0

I'm playing around with machine learning projects that use Reddit comments. I would like to download all Reddit comments and submissions (available as a torrent) and store them in a database on an external hard drive for easier and faster access. I believe there are at least tens of billions of comments, each with about a dozen columns of metadata.

What I need it to do:

  • Should be compressed. My external hard drive is 4 TB. The whole reddit dataset is 2 TB compressed as zstd, and much too large when uncompressed.
  • I'll occasionally request all comments or submissions that meet some criteria, in order to create a training dataset. For example, all comments from the subreddit r/funny. Or possibly more advanced queries, like semantic text search. This doesn't need to be super fast.
  • I'll occasionally request all comments in order for fasttext to make predictions. Then I'll need to store fasttext's predictions for each comment somewhere. Then I'll request all comments that fasttext scored greater than some value, in order to predict with a more sophisticated neural network. These predictions also need to be stored somewhere.

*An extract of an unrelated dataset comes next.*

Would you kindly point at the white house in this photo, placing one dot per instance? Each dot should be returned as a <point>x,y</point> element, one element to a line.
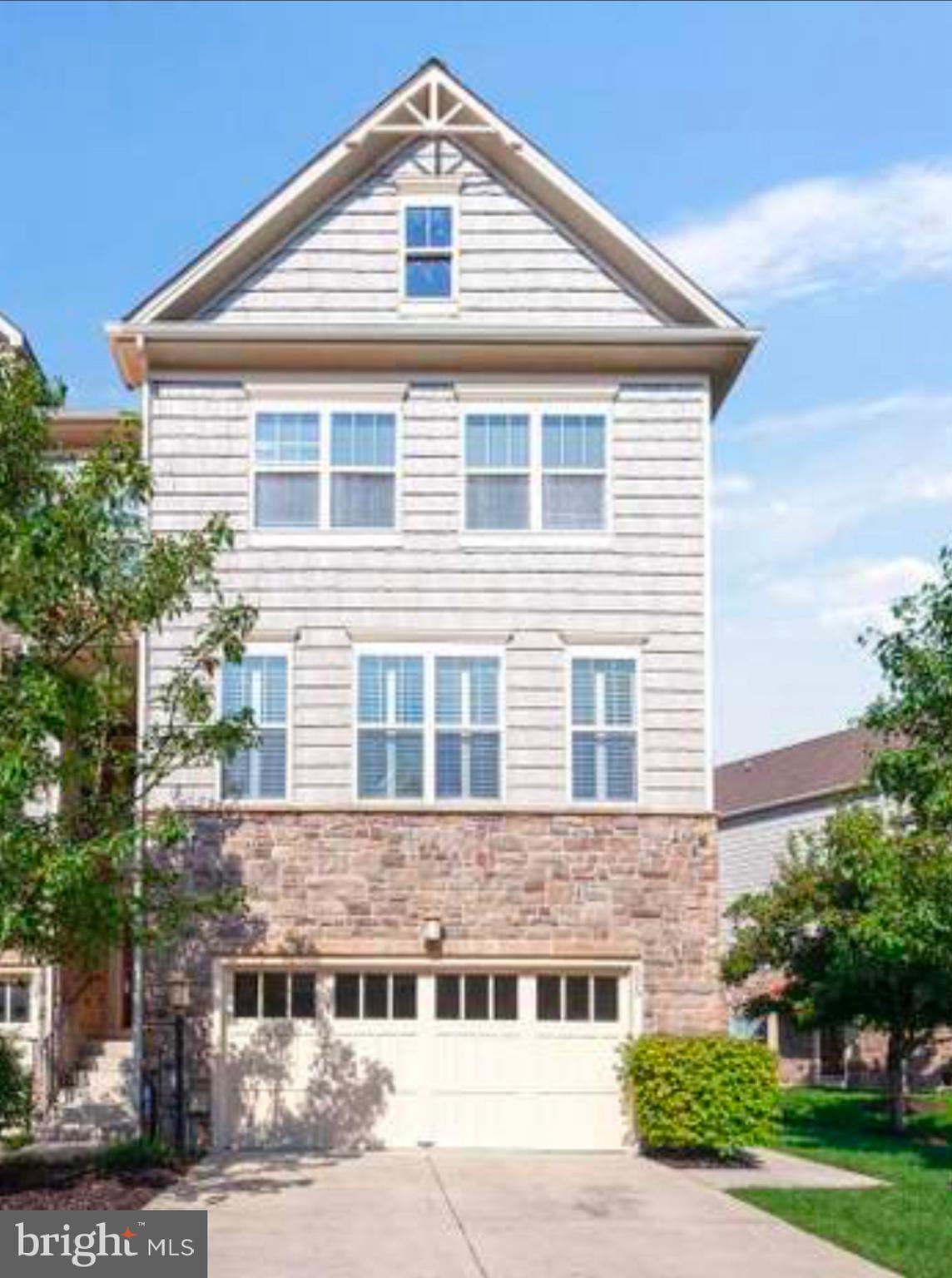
<point>459,415</point>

I'm not well versed in database design. I've only used MariaDB/MySQL for smaller databases. So I'm looking for something well documented and beginner friendly.

The three I've considered are MariaDB, ClickHouse, and PostgreSQL. Any insights on best way forward?

Dima
  • 101
  • 1

2 Answers2

1

Of the options you suggested, MySQL/MariaDB is best for your project.

It is easy to use and effective at storing your data but your queries against the size of data make it prohibiting to use. You will have to setup indexes to speed up these queries but even so.

Having said the above, if storage wouldn't be a consideration and access speed would be more important, you could work with something like Elasticsearch. All you do is just dump JSON records and then you can query them blazing fast. No need for database design.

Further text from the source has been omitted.